Archaeologists have uncovered new evidence concerning the complex system of tunnels and shafts beneath the City of David in Jerusalem’s most ancient region. According to biblical accounts in 2 Kings 20:20 and 2 Chronicles 32:30, during the reign of King Hezekiah in the eighth century b.c., Jerusalem residents relied on the elaborate network to obtain water from the reliable Gihon Spring, the city’s only source of fresh water.
Hezekiah commissioned the tunnel in order to deliver water safely to the city in the event of a military assault and siege by the Assyrian army. In 1837, Hezekiah’s tunnel was uncovered by American researcher Edward Robinson, who found an ancient Hebrew inscription on the tunnel wall that explains how two teams of workers dug the tunnels from opposite ends to meet in the middle. What has long baffled modern researchers is why the system is engineered in a meandering, haphazard route, stretching 1,748 feet, instead of a more efficient 1,050 feet.

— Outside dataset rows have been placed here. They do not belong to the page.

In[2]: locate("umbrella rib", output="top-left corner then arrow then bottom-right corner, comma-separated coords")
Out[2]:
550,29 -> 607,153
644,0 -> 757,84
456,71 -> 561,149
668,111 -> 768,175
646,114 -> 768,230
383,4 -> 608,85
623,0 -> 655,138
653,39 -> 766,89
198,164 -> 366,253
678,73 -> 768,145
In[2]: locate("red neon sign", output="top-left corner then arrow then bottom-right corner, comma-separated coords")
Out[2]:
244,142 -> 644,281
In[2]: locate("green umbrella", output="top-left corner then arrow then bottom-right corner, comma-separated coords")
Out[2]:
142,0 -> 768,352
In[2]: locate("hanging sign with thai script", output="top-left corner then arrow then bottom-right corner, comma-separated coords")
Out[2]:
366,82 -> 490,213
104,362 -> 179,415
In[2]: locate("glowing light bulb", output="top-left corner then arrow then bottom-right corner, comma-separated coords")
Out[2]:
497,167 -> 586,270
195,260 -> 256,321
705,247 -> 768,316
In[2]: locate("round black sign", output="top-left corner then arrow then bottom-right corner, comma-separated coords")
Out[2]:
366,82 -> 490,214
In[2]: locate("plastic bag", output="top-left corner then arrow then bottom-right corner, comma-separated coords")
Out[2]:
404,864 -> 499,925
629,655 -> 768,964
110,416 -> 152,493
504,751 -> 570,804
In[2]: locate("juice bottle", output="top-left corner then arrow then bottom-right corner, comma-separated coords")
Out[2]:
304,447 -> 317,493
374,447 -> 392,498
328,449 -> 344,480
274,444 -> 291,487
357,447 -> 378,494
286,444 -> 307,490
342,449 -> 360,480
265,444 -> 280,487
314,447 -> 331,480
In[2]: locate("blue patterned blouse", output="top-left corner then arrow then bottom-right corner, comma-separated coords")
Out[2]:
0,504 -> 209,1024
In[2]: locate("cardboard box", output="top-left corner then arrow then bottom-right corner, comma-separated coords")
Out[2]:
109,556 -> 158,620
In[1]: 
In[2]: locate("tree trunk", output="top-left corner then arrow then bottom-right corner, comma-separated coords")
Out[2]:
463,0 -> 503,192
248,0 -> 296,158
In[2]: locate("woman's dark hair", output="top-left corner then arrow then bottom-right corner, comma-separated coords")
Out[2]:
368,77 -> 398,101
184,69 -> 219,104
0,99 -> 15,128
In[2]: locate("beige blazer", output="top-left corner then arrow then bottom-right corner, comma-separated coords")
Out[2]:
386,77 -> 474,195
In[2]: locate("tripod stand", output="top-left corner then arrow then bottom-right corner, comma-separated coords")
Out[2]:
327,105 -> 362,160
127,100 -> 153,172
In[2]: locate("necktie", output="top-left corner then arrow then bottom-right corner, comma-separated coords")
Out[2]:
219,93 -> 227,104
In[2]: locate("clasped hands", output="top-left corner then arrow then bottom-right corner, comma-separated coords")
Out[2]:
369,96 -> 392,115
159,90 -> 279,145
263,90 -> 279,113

Dan Gill, geologist with the Geological Survey of Israel, sheds light on this puzzle in Biblical Archaeology Review. Based on an extensive study of underground Jerusalem, Gill concludes the tunnels were natural, not artificial, formations. “Previous explanations of these anomalies have been based on the assumption that these water systems were all manmade,” Gill writes, adding that the geology reveals that “the channels and shafts were already there for man to enlarge and utilize.”
Alfred Hoerth, associate professor and director of archaeology at Wheaton (Ill.) College, says scholars never have doubted Hezekiah’s responsibility for the tunnels. “What has been questioned is why they didn’t go in a straight line,” Hoerth says. “This shows that Hezekiah’s workers were not incompetent idiots; they were simply using the natural geological passages.”